Он хотел уснуть. Или окончательно проснуться, но выйти из этого страшного состояния.
Паула всегда спала повернувшись к нему спиной. Она лежала так всю ночь, как замороженная в своей отчужденности, и он вдруг вспомнил, что и сегодня, до того как заснуть, она отказала ему.
Да, и кран. Он вспомнил, что она сказала ему перед сном. Сказала, что он должен сменить прокладку. Что она и сама могла бы это сделать, но, в конце концов, у него машина, и он каждый день бывает в Кунгсвике, а она не может купить прокладку, потому что сидит дома с Оливией. Что она уже давно просит его заменить прокладку.

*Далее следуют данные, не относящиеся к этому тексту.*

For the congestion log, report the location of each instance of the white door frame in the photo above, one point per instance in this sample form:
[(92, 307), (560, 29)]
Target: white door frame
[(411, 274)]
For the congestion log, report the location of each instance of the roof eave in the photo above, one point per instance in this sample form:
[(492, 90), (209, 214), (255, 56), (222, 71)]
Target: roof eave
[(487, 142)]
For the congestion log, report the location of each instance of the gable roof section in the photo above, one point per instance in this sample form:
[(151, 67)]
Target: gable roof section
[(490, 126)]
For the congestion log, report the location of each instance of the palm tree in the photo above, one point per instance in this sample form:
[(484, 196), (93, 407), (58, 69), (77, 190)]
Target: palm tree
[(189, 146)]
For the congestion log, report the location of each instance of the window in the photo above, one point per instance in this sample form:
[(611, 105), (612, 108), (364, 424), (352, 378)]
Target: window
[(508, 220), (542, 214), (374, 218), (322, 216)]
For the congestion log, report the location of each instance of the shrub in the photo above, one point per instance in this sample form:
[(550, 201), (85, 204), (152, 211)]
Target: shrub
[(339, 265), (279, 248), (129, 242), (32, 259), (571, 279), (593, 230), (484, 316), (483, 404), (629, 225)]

Презрительная спина Паулы и протекающий кран.
На стене, над кроватью, висели видавшие виды балетные туфли Паулы. Она повесила их в тот день, когда перестала танцевать. С мазохистским упрямством Паула возила свои балетки из квартиры в квартиру и всякий раз вешала их на гвоздь над кроватью. Они служили вечным напоминанием о самой большой неудаче в ее жизни. Прошло немало времени, прежде чем Фредрик понял, что значили для Паулы танцы и какая это была трагедия, когда ей пришлось их оставить. Это произошло еще до их знакомства, и всю историю Фредрик знал по ее рассказам.

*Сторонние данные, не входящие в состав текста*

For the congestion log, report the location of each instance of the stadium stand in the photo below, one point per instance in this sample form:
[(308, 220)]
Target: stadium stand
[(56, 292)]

На одном из занятий она повредила ногу. Когда Пауле сказали, что ей никогда не стать танцовщицей, она решила быть художницей и полностью сосредоточилась на этой новой цели. Ее приняли в высшую художественную школу, и с этого момента началась ее карьера живописца.
Но Паула так и не смогла забыть, что хрустальной ее мечтой был танец, и мечта эта разбилась вдребезги. Если когда-нибудь она начнет высокомерно кичиться тем, что стала знаменитой художницей, ей будет достаточно бросить взгляд на стену спальни и сразу вспомнить о крушении былых надежд.